Are Putin and Xi as Close as Everyone Assumes?

Michael McFaul / McFaul's World
Are Putin and Xi as Close as Everyone Assumes? Russian president Vladimir Putin and Chinese president Xi Jinping. (photo: AP)

Putin's decision to deploy tactical nuclear weapons in Belarus bluntly contradicts a joint statement that he just signed with Xi. Some “friend”!

Did Putin read my last Substack article? The one in which I called the Xi-Putin summit a “big win for Xi” and a “small win for Putin”? (If you missed it, here it is: https://michaelmcfaul.substack.com/p/deliverables-vs-nice-words-reflections.) Maybe Putin wasn’t so thrilled with that assessment. Because over the weekend, Putin struck back against Xi.

While Xi was in Moscow last week, the two leaders signed a joint statement which among other things declared, "All nuclear-weapon states should refrain from deploying nuclear weapons abroad and withdraw nuclear weapons deployed abroad." Putin then announced plans to do the exact opposite over the weekend, agreeing with Belarusian dictator, Mr.

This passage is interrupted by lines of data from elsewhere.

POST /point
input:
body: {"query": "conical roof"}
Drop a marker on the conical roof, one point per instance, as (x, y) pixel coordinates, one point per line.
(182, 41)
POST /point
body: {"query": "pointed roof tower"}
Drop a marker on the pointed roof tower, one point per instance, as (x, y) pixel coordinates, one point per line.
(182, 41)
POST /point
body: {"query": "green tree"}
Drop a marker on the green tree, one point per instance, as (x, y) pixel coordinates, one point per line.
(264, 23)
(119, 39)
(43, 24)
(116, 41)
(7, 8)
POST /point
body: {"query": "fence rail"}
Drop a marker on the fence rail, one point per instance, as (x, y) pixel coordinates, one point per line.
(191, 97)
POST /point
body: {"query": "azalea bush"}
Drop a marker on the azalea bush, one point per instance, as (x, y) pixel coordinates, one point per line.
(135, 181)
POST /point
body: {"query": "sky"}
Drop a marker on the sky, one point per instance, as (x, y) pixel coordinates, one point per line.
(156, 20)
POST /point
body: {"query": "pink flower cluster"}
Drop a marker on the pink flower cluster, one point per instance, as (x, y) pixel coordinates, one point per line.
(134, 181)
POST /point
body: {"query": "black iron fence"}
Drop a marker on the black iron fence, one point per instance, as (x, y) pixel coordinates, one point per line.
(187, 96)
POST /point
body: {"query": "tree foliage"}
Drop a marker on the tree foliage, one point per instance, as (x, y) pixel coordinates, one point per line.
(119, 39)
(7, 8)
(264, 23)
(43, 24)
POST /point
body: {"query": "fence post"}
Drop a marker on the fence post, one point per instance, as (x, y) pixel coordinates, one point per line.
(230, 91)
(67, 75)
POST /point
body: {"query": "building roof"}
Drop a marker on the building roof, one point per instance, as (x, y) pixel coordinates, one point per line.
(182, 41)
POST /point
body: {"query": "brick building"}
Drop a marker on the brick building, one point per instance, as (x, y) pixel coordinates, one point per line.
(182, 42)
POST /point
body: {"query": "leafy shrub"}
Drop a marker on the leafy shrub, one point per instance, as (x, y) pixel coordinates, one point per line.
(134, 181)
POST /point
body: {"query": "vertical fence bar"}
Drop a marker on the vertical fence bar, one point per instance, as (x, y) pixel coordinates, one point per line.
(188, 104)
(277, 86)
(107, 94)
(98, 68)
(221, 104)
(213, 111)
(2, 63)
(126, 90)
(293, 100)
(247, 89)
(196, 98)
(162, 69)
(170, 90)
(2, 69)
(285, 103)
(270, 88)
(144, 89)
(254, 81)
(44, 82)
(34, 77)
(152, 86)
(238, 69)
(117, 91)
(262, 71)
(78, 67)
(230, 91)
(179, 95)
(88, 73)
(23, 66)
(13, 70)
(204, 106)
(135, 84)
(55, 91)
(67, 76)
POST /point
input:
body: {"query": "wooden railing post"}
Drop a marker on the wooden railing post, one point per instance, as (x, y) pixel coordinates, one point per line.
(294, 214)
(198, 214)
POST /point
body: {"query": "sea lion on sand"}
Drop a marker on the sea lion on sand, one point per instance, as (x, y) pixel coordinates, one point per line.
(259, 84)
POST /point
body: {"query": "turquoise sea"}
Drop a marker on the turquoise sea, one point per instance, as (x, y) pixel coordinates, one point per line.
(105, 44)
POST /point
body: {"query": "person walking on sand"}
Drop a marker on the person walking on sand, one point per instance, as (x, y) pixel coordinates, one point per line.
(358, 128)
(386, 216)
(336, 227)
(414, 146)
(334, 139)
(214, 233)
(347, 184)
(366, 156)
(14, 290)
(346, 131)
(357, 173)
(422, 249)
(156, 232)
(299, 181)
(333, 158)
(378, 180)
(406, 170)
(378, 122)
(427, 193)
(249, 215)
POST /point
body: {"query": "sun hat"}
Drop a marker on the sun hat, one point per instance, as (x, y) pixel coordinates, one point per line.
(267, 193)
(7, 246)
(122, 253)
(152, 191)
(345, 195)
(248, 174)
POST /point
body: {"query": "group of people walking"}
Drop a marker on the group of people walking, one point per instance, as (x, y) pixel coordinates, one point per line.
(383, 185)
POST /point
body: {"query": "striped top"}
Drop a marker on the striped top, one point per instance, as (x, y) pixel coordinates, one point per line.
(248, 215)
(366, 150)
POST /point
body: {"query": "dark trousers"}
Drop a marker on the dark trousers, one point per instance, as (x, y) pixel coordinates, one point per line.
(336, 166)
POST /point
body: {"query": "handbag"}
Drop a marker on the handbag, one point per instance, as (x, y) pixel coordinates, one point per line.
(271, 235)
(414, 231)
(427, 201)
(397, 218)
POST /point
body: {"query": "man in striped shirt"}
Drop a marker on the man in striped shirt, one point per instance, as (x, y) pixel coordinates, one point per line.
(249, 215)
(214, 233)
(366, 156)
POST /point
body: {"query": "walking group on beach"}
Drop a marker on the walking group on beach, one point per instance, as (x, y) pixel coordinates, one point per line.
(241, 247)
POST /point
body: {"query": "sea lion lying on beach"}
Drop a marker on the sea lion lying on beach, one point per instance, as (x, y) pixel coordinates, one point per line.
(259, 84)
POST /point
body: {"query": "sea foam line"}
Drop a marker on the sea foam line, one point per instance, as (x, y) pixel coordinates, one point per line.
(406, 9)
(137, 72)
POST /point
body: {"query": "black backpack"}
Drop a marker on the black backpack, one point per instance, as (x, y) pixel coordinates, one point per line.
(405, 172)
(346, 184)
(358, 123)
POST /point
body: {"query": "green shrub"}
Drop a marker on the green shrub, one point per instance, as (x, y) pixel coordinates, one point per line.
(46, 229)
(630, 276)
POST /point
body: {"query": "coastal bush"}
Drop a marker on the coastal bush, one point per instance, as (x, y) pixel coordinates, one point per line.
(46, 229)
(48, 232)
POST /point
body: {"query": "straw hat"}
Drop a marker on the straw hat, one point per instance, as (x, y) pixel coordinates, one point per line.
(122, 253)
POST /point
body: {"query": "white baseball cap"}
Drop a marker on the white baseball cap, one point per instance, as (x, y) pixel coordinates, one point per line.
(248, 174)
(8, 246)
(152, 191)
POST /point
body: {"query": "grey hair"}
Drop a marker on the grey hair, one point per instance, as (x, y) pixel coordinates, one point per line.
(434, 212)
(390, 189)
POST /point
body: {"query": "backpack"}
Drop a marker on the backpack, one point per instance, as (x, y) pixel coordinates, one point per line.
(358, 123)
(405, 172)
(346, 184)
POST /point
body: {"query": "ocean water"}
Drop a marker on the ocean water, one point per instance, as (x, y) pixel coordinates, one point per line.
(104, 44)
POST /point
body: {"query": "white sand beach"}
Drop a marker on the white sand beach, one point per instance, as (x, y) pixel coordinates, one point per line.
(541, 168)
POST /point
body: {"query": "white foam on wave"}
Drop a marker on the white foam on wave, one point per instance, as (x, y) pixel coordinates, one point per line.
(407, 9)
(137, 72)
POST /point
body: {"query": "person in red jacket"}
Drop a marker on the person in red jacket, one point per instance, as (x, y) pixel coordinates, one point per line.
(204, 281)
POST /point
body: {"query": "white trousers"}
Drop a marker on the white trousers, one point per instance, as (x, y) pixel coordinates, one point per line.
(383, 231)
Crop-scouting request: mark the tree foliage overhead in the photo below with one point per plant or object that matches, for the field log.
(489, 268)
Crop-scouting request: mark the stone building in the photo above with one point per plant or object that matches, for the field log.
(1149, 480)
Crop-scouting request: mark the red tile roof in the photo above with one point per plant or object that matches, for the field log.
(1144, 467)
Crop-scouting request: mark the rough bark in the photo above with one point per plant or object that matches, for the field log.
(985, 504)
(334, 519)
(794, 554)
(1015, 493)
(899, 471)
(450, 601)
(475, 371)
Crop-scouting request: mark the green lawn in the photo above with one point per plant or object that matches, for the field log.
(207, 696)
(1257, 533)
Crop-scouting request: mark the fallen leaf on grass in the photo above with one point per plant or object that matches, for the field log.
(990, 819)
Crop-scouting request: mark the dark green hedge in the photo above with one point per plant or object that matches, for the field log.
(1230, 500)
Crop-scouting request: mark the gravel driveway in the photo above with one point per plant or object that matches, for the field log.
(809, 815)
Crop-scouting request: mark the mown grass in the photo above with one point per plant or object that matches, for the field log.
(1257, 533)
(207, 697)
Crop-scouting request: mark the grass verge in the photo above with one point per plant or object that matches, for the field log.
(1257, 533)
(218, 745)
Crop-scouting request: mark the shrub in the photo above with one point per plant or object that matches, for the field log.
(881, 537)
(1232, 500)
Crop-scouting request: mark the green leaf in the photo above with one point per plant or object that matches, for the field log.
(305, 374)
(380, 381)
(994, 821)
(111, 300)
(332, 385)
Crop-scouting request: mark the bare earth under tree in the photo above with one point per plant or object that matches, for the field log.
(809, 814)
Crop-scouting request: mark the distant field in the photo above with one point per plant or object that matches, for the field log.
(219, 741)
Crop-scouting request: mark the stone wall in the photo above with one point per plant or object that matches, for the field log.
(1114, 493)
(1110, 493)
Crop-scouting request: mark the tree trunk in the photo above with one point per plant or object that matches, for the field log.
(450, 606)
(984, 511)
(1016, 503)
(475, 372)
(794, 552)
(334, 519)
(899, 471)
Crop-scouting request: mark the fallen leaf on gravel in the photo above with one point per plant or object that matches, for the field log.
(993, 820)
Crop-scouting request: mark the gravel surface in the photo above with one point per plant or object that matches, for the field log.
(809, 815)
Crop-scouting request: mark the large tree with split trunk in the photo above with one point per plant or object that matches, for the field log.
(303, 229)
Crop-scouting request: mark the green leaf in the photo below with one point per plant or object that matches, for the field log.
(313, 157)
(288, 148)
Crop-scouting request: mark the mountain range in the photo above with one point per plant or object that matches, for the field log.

Lukashenko, to deploy Russian tactical nuclear weapons in Belarus. Apparently, Putin’s Belarusian buddy is more important to him that his “dear friend,” Xi.

If Putin was planning this move for a while, he could have left that phrase out of the Chinese-Russian joint statement. Or he could have waited for a while so that we analysts could have all forgotten about the joint statement as we almost always do with time. There is nothing urgent, after all, about this deployment. Putin has plenty of nuclear weapons with capabilities against Ukraine already. So, the timing seems on purpose. Maybe Putin was so disappointed with the lack of gifts that Xi brought to Moscow – no weapons, no economic assistance, a pledge to buy Russian energy at discounted prices – that he wanted to get back at Xi with the only power card he holds in his hand: nuclear weapons.

Xi cannot be happy. Putin disrespected him. So too did Lukashenko, who Xi just hosted in Beijing at a very fancy summit at which Xi championed China’s “unbreakable” friendship with Belarus. And if Putin felt no obligation to adhere to the part of the resolution, does he feel the same lack of commitment to all the other sections of the joint statement? Are these just meaningless documents to him? I wonder what Xi thinks.

The Biden administration should try to find out. Now would be a perfect moment for Secretary Blinken to take his postponed trip to Beijing. The United States has an interest in fostering a wedge between Putin’s Russia and Xi’s China. Blinken should travel now.

The Biden administration also should use this moment to finally sanction more Belarusian individuals and companies for supporting Putin’ invasion of Ukraine. They should have done so long ago since Lukashenko has been aiding Putin’s barbaric war from the very beginning. But now is the perfect moment to finally do so. The more and harsher sanctions the better.